While internet connectivity broadens education, a new challenge is the cost. She noted that Hartzell has big plans for the future, including construction of four more standard early childhood education classrooms and a safe outdoor play area, as well as purchases of more computers, projectors, whiteboards and markers, toys and sports equipment.
“It is recommended that children start to learn information communication technology informally as soon as they are able to hold IT tools at home,” said Mudede, “then formally as soon as they enroll at preschool from 1 year to 3 years.”
At age 4, they enroll in early childhood education, according to the Primary ICT syllabus.
“Nowadays,” she said, “children are ‘born’ computer literate and just need the gadgets.”
Ruth Nemakanga, early childhood teacher, said: “With the provision of computers, teaching is now easier and more enjoyable, especially with regard to storytelling.
“There will be a variety of media and no imagining of pictures,” she added. “Children will learn to be hands-on through the use of computers.”
The early childhood department has five teachers, two for 74 children ages 4-5, and three for 99 children ages 5-6.
“The learners can read books, draw on computers, play games, listen to stories, watch cartoons and more,” Nemakanga said. “My aim is for all students to have an opportunity to become competent, creative and productive users of ICT.”

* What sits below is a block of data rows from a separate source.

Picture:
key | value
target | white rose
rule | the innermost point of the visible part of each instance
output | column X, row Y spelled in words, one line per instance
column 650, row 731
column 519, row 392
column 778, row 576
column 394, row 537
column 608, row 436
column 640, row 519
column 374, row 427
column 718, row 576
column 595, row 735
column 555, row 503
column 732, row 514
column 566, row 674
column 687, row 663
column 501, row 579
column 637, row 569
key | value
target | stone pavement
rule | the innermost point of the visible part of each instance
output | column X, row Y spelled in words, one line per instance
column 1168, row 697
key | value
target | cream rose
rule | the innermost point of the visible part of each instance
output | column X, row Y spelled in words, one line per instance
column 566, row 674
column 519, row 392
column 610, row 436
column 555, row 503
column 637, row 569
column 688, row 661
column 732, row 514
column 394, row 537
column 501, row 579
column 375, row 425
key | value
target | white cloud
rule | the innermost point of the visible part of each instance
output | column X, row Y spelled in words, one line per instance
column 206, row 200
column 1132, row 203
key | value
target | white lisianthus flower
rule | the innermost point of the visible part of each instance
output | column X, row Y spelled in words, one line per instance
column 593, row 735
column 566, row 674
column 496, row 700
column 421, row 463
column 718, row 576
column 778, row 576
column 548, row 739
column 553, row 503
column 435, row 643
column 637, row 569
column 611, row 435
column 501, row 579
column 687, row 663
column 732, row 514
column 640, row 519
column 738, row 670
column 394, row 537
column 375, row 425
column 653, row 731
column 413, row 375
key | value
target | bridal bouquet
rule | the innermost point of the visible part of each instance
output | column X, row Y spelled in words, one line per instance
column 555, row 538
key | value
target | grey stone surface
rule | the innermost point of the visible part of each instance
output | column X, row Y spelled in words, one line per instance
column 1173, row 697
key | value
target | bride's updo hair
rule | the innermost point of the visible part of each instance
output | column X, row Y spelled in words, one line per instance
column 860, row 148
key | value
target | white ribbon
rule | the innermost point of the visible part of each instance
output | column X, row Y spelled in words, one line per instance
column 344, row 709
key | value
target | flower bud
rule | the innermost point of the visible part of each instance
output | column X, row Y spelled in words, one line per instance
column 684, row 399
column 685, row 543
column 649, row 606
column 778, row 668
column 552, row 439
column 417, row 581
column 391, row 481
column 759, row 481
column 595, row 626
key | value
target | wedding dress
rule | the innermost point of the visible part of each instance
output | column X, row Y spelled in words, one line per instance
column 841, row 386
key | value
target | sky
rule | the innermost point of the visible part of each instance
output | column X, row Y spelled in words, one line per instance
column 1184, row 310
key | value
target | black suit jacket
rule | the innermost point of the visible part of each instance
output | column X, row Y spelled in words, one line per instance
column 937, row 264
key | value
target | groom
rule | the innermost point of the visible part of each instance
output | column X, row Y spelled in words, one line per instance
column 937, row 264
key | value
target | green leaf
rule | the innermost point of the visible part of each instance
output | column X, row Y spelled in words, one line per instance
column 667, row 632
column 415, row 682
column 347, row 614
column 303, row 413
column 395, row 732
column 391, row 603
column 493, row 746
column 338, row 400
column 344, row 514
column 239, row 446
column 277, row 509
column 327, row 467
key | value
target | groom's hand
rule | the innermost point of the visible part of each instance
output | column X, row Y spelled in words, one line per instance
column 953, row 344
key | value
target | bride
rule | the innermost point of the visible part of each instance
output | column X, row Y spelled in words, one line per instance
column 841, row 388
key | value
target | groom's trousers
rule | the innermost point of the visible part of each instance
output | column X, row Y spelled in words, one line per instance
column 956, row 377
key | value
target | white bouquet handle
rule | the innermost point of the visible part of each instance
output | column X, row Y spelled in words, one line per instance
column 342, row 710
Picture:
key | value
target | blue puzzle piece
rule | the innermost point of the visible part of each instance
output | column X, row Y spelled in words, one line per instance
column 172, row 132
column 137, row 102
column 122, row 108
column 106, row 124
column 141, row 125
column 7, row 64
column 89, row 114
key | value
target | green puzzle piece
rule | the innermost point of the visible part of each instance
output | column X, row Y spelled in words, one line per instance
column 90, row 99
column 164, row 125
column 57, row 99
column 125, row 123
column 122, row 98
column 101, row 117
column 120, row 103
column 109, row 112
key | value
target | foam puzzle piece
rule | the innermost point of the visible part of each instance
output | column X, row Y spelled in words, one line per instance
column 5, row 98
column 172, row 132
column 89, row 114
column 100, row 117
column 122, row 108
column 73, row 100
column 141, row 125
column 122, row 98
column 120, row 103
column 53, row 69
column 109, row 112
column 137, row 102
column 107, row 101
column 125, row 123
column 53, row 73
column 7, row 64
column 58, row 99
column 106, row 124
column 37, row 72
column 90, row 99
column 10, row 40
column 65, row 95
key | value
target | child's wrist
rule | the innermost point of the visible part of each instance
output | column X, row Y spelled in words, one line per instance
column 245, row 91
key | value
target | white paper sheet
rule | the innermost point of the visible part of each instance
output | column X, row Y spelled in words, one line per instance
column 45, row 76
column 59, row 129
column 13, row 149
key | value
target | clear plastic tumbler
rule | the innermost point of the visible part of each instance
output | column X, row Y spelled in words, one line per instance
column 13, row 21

Blessing Chipakatira is a parent representative and the mother of 5-year-old twins.
“I was happy with the new education approach of enhancing technology through the use of computers,” she said. “Patience and Pauline had sleepless nights from the joy after the handover ceremony by Gurupira. They had the opportunity to use the computers. They came home quite excited, narrating some parts of the computers they had learned.”
Patience said, “I am very happy to have computers, but we need more since we are many.”
Her mother, on behalf of parents, said she thanks “the church and donor partners for the support to our school.”
“Our children are learning using computers at a tender age,” she added. “‘Catch them young’ is the way to go. As parents, we went to school when we were older, without computers, and now learning of computers is not easy.”
The Rev. Sandra Hamuna, pastor in charge of Old Mutare United Methodist Church, said, “Computers will cultivate and nurture children’s critical thinking skills. Our infant classes are now part of the technological world.
“On behalf of the church, I thank Tendai Rebecca Gurupira and Global Ministries for the job well done. Hartzell Central Primary School will never be the same.”
Chingwe is a communicator for the Zimbabwe East Conference.